Veteran journalist Tan Sri Johan Jaaffar said it would be in line with various challenges facing the journalism industry now which requires the support of all parties including the government to be in the same field to create a new platform and ecosystem for the industry so that its future viability is assured.
“I think between 2016 and 2018, not less than 5,000 media personnel lost their jobs. So this has triggered the question on the form of industry in future and as such, I think for its sustainability and future, the key issue is for the industry to create a new ecosystem,” he said
He said in an interview with the media in conjunction with the 2022 National Journalists Day (Hawana) at his residence today.
He said the ecosystem could be achieved via various approaches among them the reduction of tax on imported newsprint used by newspaper companies.
Johan said the move is important as journalism has become a sunset industry with the advent of social media and several other challenges since 2016.
He said in line with the journalism landscape which has changed drastically since the arrival of the internet and social media, there is also a need to review the curriculum of journalism learning offered by higher institutions of learning.

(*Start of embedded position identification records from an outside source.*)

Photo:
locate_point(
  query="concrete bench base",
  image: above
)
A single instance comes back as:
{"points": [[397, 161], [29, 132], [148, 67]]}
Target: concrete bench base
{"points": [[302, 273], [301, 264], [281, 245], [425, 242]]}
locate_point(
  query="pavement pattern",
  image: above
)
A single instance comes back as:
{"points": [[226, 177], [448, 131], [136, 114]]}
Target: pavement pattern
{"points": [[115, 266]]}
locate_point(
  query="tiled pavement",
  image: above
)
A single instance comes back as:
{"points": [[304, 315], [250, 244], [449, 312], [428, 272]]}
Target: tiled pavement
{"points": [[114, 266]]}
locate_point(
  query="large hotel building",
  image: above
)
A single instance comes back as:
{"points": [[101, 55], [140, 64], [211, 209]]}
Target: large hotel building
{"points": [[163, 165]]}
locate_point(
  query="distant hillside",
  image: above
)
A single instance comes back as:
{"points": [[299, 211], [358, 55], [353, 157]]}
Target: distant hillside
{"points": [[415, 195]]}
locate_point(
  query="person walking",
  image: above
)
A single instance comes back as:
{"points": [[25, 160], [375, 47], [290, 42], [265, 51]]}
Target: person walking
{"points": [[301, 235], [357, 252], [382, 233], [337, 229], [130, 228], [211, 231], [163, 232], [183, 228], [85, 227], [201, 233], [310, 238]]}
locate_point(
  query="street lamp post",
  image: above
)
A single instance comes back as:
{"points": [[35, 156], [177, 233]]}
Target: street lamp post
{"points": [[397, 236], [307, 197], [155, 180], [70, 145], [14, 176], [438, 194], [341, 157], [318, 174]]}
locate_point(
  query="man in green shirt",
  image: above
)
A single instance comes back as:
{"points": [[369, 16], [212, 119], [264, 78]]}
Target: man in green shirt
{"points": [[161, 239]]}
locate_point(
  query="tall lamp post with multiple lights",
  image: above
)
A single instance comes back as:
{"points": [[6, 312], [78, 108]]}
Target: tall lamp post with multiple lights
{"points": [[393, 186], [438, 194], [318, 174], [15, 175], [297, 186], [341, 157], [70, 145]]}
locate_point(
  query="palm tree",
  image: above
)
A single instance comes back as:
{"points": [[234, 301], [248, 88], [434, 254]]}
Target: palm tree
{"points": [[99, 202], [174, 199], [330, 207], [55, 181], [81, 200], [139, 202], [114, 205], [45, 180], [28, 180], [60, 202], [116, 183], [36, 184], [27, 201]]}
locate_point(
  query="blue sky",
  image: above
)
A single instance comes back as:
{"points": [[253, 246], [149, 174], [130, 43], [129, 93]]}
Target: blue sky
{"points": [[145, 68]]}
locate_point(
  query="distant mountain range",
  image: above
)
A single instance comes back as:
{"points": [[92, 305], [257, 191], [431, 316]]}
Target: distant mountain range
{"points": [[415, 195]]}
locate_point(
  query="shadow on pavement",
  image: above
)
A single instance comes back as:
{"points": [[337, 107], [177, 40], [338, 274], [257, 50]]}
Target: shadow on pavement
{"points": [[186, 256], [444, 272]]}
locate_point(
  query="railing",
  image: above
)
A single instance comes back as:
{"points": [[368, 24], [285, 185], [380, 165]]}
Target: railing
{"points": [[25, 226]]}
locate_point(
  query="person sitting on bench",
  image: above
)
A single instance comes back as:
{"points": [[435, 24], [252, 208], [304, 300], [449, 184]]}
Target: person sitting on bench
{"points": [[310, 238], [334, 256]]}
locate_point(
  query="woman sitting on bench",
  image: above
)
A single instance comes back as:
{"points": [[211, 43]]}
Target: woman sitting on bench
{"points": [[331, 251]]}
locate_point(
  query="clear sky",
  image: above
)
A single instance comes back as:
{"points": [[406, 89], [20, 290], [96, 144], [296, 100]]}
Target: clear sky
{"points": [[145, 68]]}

“It means we can no longer teach journalism students in the contexts of the industry of the past. It should be relevant to today’s situation including an emphasis on ‘backpack journalism’.
This concept requires every journalist to be involved in the entire process of reporting and publishing news using an app on their smartphone. If in the past, television stations required a long process to report and publish news, it can now be done with a phone application! ” he said.
On 2022 Hawana which will take place in Melaka on Sunday, he said it was a form of national recognition to journalists who have always dedicated themselves as frontliners in news reporting when the country faced various crises including the Covid-19 pandemic.
He hoped that the organisation of the programme would result in the government’s commitment in providing effective space and freedom to the media in an effort to be part of the best ‘check and balance’ system for the country’s democratic system.